Speas does not have Higuain's range of passing, his touch on lobs (over the back four or over the goalkeeper), or his accuracy as a shooter. What he does have is some very good dribbling ability, and if he does start United should look to make sure he's not lining up a center back while running with the ball at his feet. Hector Jimenez - historically more of a right midfielder/right back - has also seen minutes as a #10 under Berhalter thanks to his ability to play quickly, but he has never created that many chances as a passer. If that's the way Columbus goes, look for him to play more as a facilitator for others while focusing on his pressure when the Crew don't have the ball.

United's defensive planning is probably far more concerned with right winger Ethan Finlay, who is virtually certain to make the MLS Best XI at the end of the season. The speedy Creighton product has been more consistent this season, putting up 10 goals and 13 assists to follow up 2014's 11 and 7. Finlay has learned to use his speed more creatively than just staying wide and sprinting down the touchline. Nowadays, he's actually more likely to run a channel, and his ability to swap spots in transition with Kamara has caused teams endless problems.

With Kamara out, though, Finlay won't have that option on his plate. Instead, look for him to try to make runs on either side of Taylor Kemp before getting to the endline and then either crossing low across the top of the 6 or chopping the ball back against the grain for runners at the top of the penalty area. He's still a huge threat even without Higuain supplying him and without Kamara to play off of.

On the left, Justin Meram has caused United trouble over the years. He's going to look to cut inside and shoot, but thanks to his tricky footwork and a shot that always seems to come out of nowhere he can be unpredictable even when everyone in the building knows what his endgame is. Keeping him out wide and forcing him into being a more traditional run-and-cross winger will effectively cut him out of the game.

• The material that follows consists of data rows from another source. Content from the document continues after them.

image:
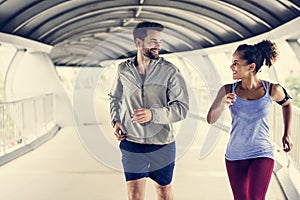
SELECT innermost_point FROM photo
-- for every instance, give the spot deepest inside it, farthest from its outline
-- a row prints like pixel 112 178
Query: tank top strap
pixel 233 87
pixel 265 84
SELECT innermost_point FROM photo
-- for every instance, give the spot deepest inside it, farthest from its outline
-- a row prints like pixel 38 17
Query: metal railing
pixel 276 129
pixel 24 121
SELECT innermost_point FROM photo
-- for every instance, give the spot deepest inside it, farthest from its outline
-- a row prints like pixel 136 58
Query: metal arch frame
pixel 57 21
pixel 136 6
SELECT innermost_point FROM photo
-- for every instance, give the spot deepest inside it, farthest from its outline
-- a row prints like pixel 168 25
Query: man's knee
pixel 164 191
pixel 136 189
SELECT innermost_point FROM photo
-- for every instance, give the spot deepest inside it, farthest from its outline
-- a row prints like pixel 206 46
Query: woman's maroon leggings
pixel 249 179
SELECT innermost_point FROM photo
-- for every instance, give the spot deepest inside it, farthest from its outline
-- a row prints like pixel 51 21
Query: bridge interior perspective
pixel 58 60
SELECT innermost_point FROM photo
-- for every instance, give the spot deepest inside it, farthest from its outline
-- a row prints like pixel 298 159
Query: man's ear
pixel 138 43
pixel 252 67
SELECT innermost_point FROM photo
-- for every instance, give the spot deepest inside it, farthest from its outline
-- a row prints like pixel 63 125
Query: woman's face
pixel 240 68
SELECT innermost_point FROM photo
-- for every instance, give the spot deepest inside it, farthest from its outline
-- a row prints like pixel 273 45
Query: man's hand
pixel 119 132
pixel 141 115
pixel 287 143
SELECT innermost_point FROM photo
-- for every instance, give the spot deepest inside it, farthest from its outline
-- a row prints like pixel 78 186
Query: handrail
pixel 24 121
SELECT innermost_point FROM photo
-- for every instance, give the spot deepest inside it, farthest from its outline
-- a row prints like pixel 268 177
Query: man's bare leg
pixel 136 189
pixel 164 192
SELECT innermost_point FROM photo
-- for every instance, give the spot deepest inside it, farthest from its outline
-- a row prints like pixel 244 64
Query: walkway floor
pixel 62 169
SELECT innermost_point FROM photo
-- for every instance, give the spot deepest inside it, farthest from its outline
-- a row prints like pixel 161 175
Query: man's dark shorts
pixel 148 160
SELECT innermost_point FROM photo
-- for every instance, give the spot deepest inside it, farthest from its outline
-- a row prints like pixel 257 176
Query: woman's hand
pixel 228 99
pixel 287 143
pixel 119 131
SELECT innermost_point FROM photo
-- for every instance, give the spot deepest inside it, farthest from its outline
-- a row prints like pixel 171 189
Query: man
pixel 148 95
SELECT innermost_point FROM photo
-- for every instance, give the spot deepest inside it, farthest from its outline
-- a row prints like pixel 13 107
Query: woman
pixel 249 155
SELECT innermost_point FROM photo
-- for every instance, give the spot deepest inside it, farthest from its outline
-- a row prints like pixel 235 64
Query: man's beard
pixel 148 53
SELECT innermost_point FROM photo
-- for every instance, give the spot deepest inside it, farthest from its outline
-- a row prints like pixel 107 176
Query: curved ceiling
pixel 86 32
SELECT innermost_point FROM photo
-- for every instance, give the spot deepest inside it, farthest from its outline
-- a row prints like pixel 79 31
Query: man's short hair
pixel 141 30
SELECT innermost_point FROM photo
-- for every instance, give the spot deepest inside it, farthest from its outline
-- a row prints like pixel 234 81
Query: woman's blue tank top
pixel 249 136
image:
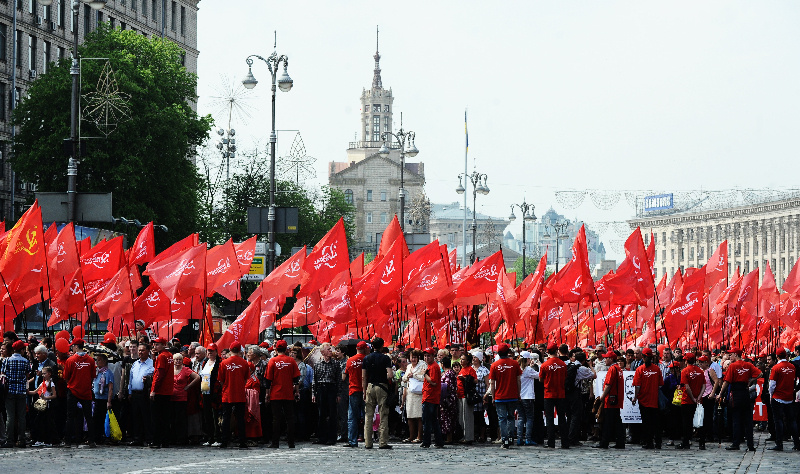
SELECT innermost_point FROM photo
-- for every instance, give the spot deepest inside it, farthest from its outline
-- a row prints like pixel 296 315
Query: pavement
pixel 407 458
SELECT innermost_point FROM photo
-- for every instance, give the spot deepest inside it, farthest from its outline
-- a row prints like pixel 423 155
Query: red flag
pixel 103 261
pixel 328 259
pixel 181 275
pixel 223 271
pixel 24 246
pixel 687 306
pixel 244 329
pixel 117 298
pixel 144 248
pixel 574 281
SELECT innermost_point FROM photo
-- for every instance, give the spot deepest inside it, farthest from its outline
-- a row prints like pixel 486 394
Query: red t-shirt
pixel 648 379
pixel 182 379
pixel 281 371
pixel 553 374
pixel 432 391
pixel 79 374
pixel 741 371
pixel 464 372
pixel 693 376
pixel 354 373
pixel 163 374
pixel 783 374
pixel 617 384
pixel 233 374
pixel 505 373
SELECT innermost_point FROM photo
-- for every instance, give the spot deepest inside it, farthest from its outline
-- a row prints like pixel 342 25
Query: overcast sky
pixel 612 95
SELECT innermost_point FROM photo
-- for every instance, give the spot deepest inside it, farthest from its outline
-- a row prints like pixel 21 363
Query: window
pixel 3 41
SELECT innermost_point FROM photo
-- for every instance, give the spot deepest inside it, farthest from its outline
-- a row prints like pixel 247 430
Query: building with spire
pixel 371 182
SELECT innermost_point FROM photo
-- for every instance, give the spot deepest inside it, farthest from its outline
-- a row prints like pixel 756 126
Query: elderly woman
pixel 412 396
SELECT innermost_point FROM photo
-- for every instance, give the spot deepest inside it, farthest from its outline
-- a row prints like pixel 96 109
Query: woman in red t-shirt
pixel 185 380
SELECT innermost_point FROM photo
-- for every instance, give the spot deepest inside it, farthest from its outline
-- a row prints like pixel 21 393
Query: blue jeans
pixel 525 420
pixel 505 417
pixel 355 417
pixel 430 422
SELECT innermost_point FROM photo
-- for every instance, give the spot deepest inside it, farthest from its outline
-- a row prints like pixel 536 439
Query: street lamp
pixel 477 187
pixel 527 216
pixel 407 147
pixel 75 72
pixel 285 84
pixel 560 229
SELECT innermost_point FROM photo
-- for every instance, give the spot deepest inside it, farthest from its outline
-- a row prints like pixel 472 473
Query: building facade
pixel 372 182
pixel 43 36
pixel 757 234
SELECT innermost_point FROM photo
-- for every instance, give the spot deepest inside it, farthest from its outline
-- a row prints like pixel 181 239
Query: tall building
pixel 372 183
pixel 43 36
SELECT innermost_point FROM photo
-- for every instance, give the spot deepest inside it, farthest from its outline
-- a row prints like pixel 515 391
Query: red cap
pixel 18 345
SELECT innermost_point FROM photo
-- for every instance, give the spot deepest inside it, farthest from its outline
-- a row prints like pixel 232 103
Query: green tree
pixel 146 160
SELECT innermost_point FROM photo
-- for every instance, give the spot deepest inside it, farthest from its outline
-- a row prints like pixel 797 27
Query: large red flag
pixel 144 248
pixel 244 329
pixel 574 281
pixel 181 275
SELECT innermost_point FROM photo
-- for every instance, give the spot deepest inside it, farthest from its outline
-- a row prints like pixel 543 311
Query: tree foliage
pixel 146 161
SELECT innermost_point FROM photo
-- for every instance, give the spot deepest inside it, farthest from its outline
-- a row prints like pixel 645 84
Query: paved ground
pixel 403 458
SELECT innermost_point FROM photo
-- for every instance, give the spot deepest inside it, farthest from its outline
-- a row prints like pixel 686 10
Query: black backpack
pixel 569 382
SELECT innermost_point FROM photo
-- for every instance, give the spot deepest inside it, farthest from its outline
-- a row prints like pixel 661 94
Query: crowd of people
pixel 166 394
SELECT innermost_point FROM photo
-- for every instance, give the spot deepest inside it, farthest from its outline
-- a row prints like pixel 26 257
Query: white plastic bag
pixel 697 422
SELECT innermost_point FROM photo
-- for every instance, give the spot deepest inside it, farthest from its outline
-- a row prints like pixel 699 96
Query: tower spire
pixel 376 77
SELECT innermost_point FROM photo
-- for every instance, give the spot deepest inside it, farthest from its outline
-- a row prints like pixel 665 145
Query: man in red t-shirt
pixel 693 380
pixel 504 385
pixel 553 374
pixel 282 377
pixel 739 376
pixel 355 408
pixel 233 374
pixel 612 397
pixel 431 393
pixel 647 381
pixel 161 391
pixel 781 390
pixel 79 375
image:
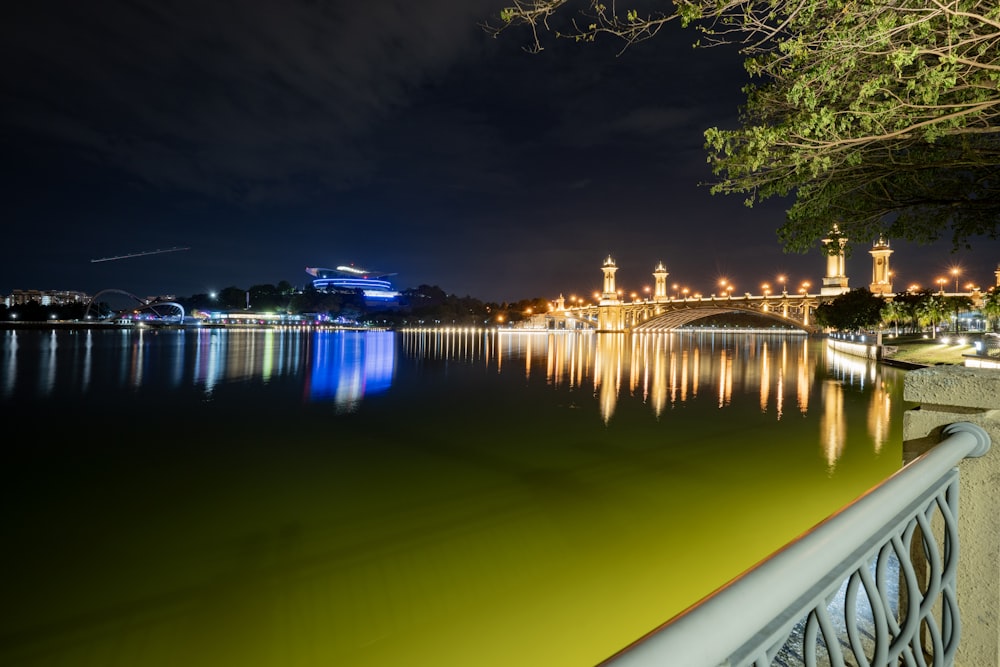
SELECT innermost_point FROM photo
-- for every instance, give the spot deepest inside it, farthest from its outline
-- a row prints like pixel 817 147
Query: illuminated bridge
pixel 661 312
pixel 783 310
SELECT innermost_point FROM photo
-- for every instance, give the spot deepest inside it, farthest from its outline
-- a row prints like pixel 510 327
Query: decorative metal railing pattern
pixel 872 586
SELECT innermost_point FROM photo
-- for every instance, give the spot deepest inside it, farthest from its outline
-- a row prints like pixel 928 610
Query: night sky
pixel 268 136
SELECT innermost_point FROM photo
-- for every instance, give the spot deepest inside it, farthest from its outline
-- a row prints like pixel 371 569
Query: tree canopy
pixel 879 116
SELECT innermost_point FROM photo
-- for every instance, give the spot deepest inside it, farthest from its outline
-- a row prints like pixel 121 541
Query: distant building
pixel 372 285
pixel 45 297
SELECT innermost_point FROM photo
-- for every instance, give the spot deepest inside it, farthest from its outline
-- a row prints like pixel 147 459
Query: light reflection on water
pixel 439 497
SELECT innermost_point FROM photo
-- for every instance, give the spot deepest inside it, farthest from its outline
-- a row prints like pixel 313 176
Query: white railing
pixel 836 592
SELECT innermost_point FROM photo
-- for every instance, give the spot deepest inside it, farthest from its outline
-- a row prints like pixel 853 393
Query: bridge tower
pixel 660 275
pixel 835 280
pixel 610 314
pixel 881 275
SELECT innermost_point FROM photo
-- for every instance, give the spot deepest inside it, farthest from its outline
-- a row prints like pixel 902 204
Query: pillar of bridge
pixel 881 276
pixel 835 280
pixel 609 269
pixel 660 275
pixel 610 314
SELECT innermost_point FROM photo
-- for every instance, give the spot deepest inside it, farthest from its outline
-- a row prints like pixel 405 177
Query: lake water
pixel 446 498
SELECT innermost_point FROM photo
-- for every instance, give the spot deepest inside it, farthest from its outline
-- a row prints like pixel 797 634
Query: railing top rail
pixel 747 604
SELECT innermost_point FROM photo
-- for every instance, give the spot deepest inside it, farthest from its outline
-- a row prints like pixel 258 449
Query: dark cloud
pixel 270 135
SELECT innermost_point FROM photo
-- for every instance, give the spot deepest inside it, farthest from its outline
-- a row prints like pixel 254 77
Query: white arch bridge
pixel 795 311
pixel 159 311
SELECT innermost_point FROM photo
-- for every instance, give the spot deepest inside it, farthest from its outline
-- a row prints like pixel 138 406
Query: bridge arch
pixel 141 304
pixel 676 318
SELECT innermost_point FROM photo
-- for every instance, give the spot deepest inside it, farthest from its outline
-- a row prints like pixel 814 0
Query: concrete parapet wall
pixel 948 394
pixel 866 350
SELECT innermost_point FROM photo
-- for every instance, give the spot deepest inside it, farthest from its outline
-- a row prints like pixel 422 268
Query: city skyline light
pixel 388 134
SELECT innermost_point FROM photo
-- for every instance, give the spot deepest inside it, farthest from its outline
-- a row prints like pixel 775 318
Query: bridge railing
pixel 874 583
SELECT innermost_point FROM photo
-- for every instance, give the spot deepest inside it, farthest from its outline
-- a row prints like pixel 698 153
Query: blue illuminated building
pixel 371 284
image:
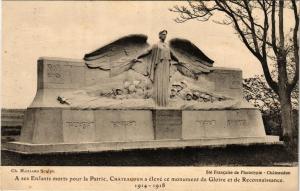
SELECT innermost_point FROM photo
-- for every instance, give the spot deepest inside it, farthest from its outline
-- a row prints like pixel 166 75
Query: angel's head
pixel 163 35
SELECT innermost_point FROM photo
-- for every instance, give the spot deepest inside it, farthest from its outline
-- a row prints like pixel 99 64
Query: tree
pixel 260 26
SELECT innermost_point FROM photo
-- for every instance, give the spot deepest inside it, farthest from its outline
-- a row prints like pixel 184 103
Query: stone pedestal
pixel 50 126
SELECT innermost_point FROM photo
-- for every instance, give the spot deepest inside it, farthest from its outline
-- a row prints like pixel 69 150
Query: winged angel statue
pixel 133 52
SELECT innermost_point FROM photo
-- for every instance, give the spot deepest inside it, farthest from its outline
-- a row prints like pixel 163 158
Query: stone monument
pixel 129 95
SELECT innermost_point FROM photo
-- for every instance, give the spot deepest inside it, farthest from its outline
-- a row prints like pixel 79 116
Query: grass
pixel 254 155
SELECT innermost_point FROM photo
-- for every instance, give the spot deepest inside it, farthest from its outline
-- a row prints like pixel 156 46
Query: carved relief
pixel 241 122
pixel 125 124
pixel 54 73
pixel 79 124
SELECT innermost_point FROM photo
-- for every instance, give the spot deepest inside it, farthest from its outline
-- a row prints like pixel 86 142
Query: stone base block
pixel 28 148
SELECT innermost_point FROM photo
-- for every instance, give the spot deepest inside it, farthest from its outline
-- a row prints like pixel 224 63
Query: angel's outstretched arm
pixel 173 57
pixel 145 53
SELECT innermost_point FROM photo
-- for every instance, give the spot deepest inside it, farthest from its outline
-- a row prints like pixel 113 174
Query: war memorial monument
pixel 132 95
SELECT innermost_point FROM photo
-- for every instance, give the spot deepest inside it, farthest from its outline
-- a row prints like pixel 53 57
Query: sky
pixel 34 29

Up front, Berhalter is probably leaning towards Aaron Schoenfeld over Jack McInerney. Jack Mac is coming off of an injury himself, first of all, but it's more about fitting the system than it is about talent here. McInerney is by far the better player, but Schoenfeld's size and work rate make him a better fit for the 4231. Without Higuain, the Crew will need to collectively pick up their ability to keep the ball, and I think they'll prefer the 6'4" Schoenfeld as a back-to-goal option over McInerney's poaching instincts.

Off the bench, McInerney will play if his injury isn't an issue. Cedrick Mabwati is also a bit threat for United to keep an eye out for thanks to his speed and dribbling ability. If Saeid doesn't start, he will probably sub in if Columbus is trying to protect a lead. Finally, if they're behind late don't be surprised if Columbus shifts into a 352 of some sort with Finlay moving up to play as a second forward.